The current credit derivative fest began in 2001 when, legend goes, some bankers from JP Morgan were in Boca Raton drinking and throwing each other into the swimming pool and lit upon a complex new financial instrument says author Gabriel Kolko.
Pretty soon buccaneer traders “reintermediated” themselves between traditional borrowers and markets with the new risk slicing and dicing schemes recounts Kolko while traditional bankers looked on. And credit derivatives became the glue that held the world’s 10,000 hedge funds together and the bulk of the world’s $6 trillion a day — half of the U.S. GNP — derivatives trade.
Until Bear Stearns’ hedge funds, Goldman Sachs’ hedge funds, Countrywide Financial Corp and BNP Paribas, France’s most respected bank, suddenly “deleveraged” this summer.
While the deluded and/or optimistic are still calling the meltdown a “credit crunch” and “lending crisis” — even as commercial paper becomes toilet paper — others are asking why the rating companies didn’t issue warnings like they did with Enron. (A month after it folded)
Or the analysts — another “trailing economic indicator.”
Nor did the quant hedge funds with their market neutral computer models anticipate August’s “liquidity and maturity mismatch” as Reuters politely calls it.
“Longer term, successful quant managers will have to rely more on unique factors,” confessed Goldman Sachs’ fund-management division after its hedge funds lost $3 billion in August, almost a third of their value. “While we have developed a number of these factors over the last several years, in hindsight we did not put sufficient weight on these relative to more popular quant factors.”
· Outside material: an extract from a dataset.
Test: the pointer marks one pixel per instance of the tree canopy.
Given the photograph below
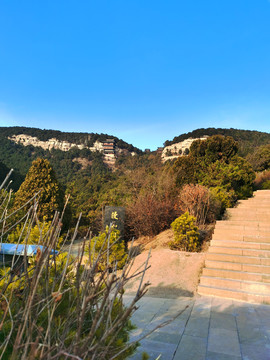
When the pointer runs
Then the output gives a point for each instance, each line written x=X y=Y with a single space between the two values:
x=41 y=181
Why are managers making decisions at all if quants are computer models asks investment advisor Michael Shedlock. And if Goldman is now trying to develop an anti-quant model, why not “take the existing program you have and bet against it?”
Things looked even worse for Bear Stearns which not only lost $3.2 billion bailing out derivative larded hedge funds, it admitted to investors it could not even calculate the CDO losses. Second opinion? You’re dumb.
(Freddie Mac and Fannie Mae have only recently valued their derivatives losses.)
Meanwhile Treasury Secretary Henry M. Paulson, Jr. during his first on the job test — and pretending Goldman Sachs is someone he met once at a party — took a good news-bad news stance.
“The genius of our system is that it recognizes that if you’re going to give entrepreneurs and investors the chance to succeed and reap the benefits of their risk-taking” he said, “they also need the freedom to fail.”
Andy Fastow can expect some company in prison.